El que no tenía muchas dotes para predecir era Emilio Salgari. En su Las maravillas del 2000, de 1903, no hace más que equivocarse: nada de lo anticipado por Salgari se hizo realidad, la novela de Salgari sucumbe ante una especie de apoteosis del pensamiento científico, en medio de un cúmulo de previsiones erróneas: las guerras acabaron para siempre en 1940, cuando después de una masacre ejemplar las distintas naciones del mundo decidieron abolir para siempre la guerra; el contacto con los marcianos data de 1960; el mundo, dominado por una paranoia celiniana, corre el peligro de ser invadido por los chinos. Pero también hay otras que no son más que una expresión de deseo, la prueba del nacionalismo incipiente del autor: Italia es “la más poderosa de las naciones latinas”.

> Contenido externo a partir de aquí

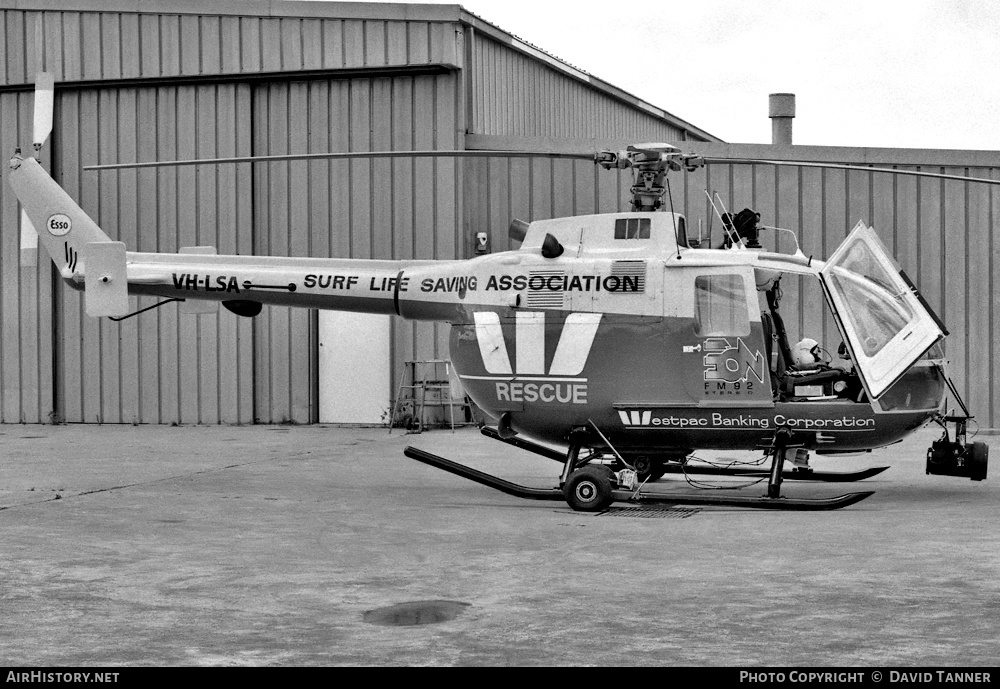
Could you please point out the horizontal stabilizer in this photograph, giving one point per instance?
(106, 280)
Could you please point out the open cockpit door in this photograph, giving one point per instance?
(887, 324)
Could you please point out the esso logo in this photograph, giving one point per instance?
(59, 224)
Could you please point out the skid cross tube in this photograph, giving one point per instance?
(555, 494)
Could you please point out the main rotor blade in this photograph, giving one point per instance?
(853, 168)
(358, 154)
(44, 101)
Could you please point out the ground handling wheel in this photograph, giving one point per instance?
(589, 489)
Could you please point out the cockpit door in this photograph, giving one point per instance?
(886, 323)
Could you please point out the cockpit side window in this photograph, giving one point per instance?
(720, 306)
(632, 228)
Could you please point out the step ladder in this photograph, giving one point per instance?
(429, 386)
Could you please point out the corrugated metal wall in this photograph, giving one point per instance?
(26, 354)
(113, 45)
(166, 367)
(943, 233)
(158, 367)
(359, 209)
(516, 95)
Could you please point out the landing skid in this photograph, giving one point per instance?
(673, 468)
(786, 475)
(642, 496)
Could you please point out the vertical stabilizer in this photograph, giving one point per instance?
(63, 228)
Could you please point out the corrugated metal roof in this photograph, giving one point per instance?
(284, 9)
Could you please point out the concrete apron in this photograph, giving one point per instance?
(290, 546)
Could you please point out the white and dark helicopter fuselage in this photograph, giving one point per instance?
(603, 320)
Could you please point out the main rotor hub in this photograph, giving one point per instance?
(650, 164)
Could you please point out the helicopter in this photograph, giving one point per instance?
(624, 340)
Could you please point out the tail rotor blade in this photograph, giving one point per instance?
(44, 103)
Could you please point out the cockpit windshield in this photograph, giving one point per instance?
(886, 325)
(875, 314)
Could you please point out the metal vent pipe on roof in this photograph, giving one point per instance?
(781, 110)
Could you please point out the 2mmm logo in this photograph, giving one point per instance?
(572, 350)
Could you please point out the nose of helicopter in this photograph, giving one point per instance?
(921, 388)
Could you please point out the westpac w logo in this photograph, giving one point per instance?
(574, 345)
(532, 383)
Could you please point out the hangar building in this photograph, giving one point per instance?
(168, 79)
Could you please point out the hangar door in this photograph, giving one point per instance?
(381, 209)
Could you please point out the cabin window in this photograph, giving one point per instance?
(632, 228)
(720, 306)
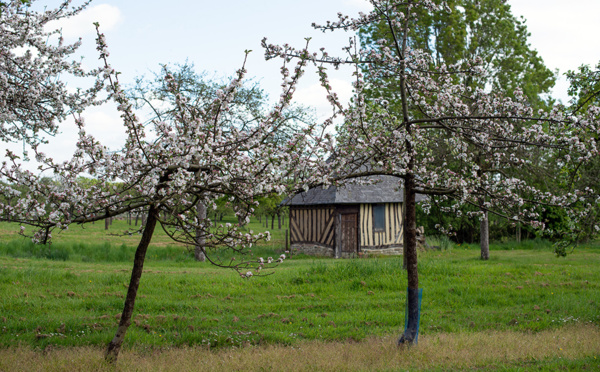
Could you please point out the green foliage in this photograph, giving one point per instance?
(469, 29)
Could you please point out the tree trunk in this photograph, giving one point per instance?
(404, 241)
(484, 240)
(199, 252)
(410, 252)
(112, 352)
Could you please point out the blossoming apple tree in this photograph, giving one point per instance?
(34, 95)
(168, 168)
(440, 136)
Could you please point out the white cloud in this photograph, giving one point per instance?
(109, 16)
(315, 96)
(564, 34)
(362, 5)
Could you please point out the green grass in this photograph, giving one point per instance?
(71, 294)
(186, 303)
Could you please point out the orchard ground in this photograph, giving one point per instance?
(523, 309)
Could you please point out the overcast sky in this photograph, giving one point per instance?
(213, 35)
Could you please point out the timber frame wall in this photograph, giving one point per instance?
(317, 225)
(390, 236)
(314, 224)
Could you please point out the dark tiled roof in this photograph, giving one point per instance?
(385, 189)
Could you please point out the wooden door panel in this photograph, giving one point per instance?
(349, 230)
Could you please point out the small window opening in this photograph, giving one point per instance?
(379, 217)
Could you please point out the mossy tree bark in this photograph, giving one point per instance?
(112, 351)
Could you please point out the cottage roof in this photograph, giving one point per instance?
(385, 189)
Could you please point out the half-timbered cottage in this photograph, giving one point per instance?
(347, 220)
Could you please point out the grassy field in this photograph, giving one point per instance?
(73, 300)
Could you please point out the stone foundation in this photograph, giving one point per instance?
(393, 250)
(313, 249)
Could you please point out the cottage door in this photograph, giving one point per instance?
(349, 241)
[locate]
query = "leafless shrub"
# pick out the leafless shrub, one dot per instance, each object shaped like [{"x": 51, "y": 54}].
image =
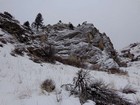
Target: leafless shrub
[
  {"x": 95, "y": 90},
  {"x": 48, "y": 85},
  {"x": 128, "y": 89},
  {"x": 117, "y": 71},
  {"x": 18, "y": 51},
  {"x": 137, "y": 101}
]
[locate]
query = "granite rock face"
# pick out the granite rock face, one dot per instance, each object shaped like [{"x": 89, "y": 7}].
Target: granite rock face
[{"x": 83, "y": 45}]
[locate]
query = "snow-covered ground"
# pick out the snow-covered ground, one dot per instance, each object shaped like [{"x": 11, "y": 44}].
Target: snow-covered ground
[{"x": 20, "y": 80}]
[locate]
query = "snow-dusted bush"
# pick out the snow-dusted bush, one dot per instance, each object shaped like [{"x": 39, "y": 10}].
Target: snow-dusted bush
[
  {"x": 128, "y": 89},
  {"x": 48, "y": 85},
  {"x": 95, "y": 90}
]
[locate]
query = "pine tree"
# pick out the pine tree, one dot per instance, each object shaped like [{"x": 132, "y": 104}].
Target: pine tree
[{"x": 38, "y": 23}]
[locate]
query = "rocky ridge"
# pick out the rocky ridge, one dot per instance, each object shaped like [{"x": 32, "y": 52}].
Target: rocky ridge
[{"x": 82, "y": 46}]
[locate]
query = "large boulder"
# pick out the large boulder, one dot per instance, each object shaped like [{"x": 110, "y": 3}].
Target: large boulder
[
  {"x": 84, "y": 44},
  {"x": 9, "y": 24}
]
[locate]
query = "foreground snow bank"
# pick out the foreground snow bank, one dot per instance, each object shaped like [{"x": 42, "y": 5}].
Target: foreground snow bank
[{"x": 20, "y": 80}]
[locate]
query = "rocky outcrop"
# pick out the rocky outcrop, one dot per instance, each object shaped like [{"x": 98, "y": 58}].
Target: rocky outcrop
[
  {"x": 131, "y": 53},
  {"x": 83, "y": 46},
  {"x": 13, "y": 27}
]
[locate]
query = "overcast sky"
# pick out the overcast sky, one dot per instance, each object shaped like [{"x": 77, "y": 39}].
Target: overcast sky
[{"x": 119, "y": 19}]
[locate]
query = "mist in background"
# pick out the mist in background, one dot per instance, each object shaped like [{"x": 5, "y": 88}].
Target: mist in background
[{"x": 119, "y": 19}]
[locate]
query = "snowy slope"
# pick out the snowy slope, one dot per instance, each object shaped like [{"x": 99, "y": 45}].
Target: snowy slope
[{"x": 20, "y": 80}]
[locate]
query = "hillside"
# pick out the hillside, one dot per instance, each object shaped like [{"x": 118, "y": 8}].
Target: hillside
[{"x": 29, "y": 57}]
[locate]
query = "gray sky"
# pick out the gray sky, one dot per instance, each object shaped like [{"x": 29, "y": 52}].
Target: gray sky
[{"x": 119, "y": 19}]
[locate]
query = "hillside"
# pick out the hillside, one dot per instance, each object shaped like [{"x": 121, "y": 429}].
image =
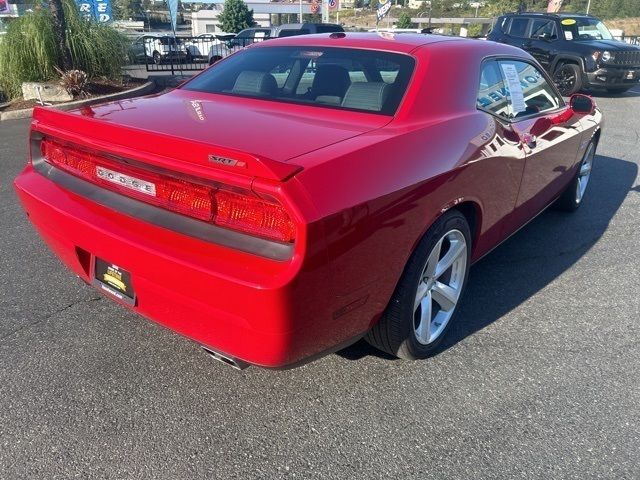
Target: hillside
[{"x": 630, "y": 26}]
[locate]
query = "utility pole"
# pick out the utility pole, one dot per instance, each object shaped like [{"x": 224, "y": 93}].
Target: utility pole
[{"x": 59, "y": 32}]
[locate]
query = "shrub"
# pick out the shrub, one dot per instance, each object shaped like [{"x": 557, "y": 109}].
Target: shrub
[
  {"x": 235, "y": 16},
  {"x": 74, "y": 82},
  {"x": 29, "y": 52}
]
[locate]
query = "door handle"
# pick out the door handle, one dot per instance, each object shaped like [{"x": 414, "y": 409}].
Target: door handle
[{"x": 530, "y": 141}]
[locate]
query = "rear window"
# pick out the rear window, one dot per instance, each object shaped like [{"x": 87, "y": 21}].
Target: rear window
[
  {"x": 322, "y": 28},
  {"x": 345, "y": 78},
  {"x": 293, "y": 32},
  {"x": 518, "y": 27}
]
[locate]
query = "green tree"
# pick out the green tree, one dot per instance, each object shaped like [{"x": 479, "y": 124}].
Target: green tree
[
  {"x": 126, "y": 9},
  {"x": 404, "y": 20},
  {"x": 235, "y": 16}
]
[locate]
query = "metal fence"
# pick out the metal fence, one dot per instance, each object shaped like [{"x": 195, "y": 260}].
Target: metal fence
[
  {"x": 183, "y": 54},
  {"x": 179, "y": 54}
]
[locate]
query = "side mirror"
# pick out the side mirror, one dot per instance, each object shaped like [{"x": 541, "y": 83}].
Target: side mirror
[{"x": 582, "y": 104}]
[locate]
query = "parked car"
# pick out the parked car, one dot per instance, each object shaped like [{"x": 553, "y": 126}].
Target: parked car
[
  {"x": 242, "y": 39},
  {"x": 251, "y": 35},
  {"x": 164, "y": 48},
  {"x": 137, "y": 50},
  {"x": 198, "y": 47},
  {"x": 577, "y": 50},
  {"x": 273, "y": 222}
]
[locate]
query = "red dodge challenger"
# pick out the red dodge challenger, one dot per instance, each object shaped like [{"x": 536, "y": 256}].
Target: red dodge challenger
[{"x": 309, "y": 191}]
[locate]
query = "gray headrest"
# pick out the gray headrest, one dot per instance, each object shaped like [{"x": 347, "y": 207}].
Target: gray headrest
[
  {"x": 255, "y": 83},
  {"x": 366, "y": 95}
]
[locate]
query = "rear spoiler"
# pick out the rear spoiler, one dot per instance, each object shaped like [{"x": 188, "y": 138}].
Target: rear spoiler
[{"x": 167, "y": 151}]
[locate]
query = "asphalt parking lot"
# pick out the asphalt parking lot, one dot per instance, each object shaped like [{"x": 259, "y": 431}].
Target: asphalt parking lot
[{"x": 540, "y": 380}]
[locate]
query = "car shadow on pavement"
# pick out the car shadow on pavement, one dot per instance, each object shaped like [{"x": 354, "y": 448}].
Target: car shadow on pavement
[
  {"x": 533, "y": 257},
  {"x": 605, "y": 94}
]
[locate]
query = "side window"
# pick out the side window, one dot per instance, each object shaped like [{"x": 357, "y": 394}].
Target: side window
[
  {"x": 527, "y": 90},
  {"x": 492, "y": 94},
  {"x": 518, "y": 27},
  {"x": 542, "y": 28}
]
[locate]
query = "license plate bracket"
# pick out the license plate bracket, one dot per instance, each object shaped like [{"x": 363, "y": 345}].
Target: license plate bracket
[{"x": 114, "y": 280}]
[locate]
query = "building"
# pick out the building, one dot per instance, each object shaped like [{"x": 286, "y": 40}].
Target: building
[
  {"x": 416, "y": 4},
  {"x": 265, "y": 13}
]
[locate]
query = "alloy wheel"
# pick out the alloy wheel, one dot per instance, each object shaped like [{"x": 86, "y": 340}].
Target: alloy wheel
[{"x": 440, "y": 286}]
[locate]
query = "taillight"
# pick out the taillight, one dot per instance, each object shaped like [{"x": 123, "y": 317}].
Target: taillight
[{"x": 241, "y": 211}]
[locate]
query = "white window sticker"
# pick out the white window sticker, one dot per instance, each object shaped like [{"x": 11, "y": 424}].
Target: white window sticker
[{"x": 514, "y": 86}]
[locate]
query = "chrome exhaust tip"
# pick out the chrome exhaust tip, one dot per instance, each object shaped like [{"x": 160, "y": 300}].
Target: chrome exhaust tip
[{"x": 230, "y": 361}]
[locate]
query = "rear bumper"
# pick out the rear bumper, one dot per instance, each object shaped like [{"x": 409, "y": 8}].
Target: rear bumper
[
  {"x": 614, "y": 77},
  {"x": 258, "y": 310}
]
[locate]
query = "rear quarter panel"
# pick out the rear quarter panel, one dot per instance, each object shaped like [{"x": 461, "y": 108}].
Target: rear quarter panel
[{"x": 380, "y": 192}]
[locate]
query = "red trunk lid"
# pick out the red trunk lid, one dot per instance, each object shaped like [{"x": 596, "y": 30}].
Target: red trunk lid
[{"x": 181, "y": 128}]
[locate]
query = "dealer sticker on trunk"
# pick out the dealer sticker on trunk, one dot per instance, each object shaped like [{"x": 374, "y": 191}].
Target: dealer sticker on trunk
[{"x": 126, "y": 181}]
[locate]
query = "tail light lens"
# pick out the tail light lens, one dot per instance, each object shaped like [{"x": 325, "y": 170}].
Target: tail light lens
[{"x": 243, "y": 212}]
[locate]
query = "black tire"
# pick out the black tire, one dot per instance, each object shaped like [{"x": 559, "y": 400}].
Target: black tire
[
  {"x": 395, "y": 333},
  {"x": 617, "y": 90},
  {"x": 569, "y": 200},
  {"x": 568, "y": 78}
]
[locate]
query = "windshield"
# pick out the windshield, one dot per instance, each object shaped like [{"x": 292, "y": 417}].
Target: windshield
[
  {"x": 585, "y": 29},
  {"x": 345, "y": 78}
]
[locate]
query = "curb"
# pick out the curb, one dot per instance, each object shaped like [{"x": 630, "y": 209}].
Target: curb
[{"x": 134, "y": 92}]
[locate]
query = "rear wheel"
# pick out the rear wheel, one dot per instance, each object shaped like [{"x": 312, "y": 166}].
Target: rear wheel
[
  {"x": 572, "y": 197},
  {"x": 423, "y": 306},
  {"x": 568, "y": 79}
]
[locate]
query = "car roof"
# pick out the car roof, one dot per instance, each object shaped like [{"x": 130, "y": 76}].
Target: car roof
[
  {"x": 405, "y": 42},
  {"x": 545, "y": 14}
]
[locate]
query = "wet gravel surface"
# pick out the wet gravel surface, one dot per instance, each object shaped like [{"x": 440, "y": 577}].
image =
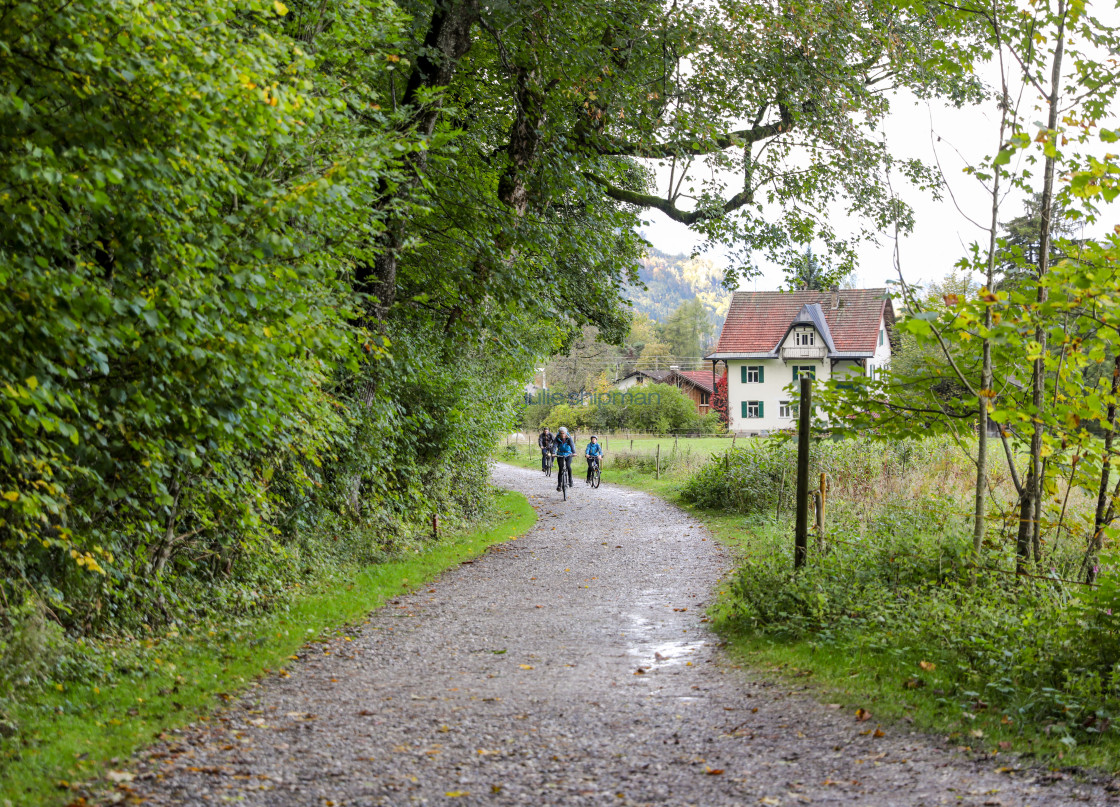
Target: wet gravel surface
[{"x": 569, "y": 667}]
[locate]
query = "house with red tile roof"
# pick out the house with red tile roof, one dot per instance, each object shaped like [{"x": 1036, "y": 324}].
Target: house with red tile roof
[
  {"x": 697, "y": 384},
  {"x": 771, "y": 338}
]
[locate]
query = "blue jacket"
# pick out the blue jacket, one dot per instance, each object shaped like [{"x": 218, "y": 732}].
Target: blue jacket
[{"x": 563, "y": 447}]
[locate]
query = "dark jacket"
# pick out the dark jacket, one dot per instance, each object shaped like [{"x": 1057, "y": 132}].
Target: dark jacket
[{"x": 563, "y": 447}]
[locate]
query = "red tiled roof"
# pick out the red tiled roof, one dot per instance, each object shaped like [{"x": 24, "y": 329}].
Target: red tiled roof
[
  {"x": 758, "y": 319},
  {"x": 699, "y": 378}
]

La ingenuidad de Salgari en todo lo relativo a física es proverbial y los cálculos que hace sobre la velocidad de las naves voladoras en las que se mueven los protagonistas son errados. Salgari imagina un mundo futuro de naves voladoras impulsadas por alas como las de los pájaros o los insectos, cuando ya en su época era una solución imposible de concebir: tratar de imitar el vuelo de los pájaros es tan absurdo como tratar de imitar el andar del hombre sustituyendo con dos pares de piernas mecánicas las ruedas de los autos.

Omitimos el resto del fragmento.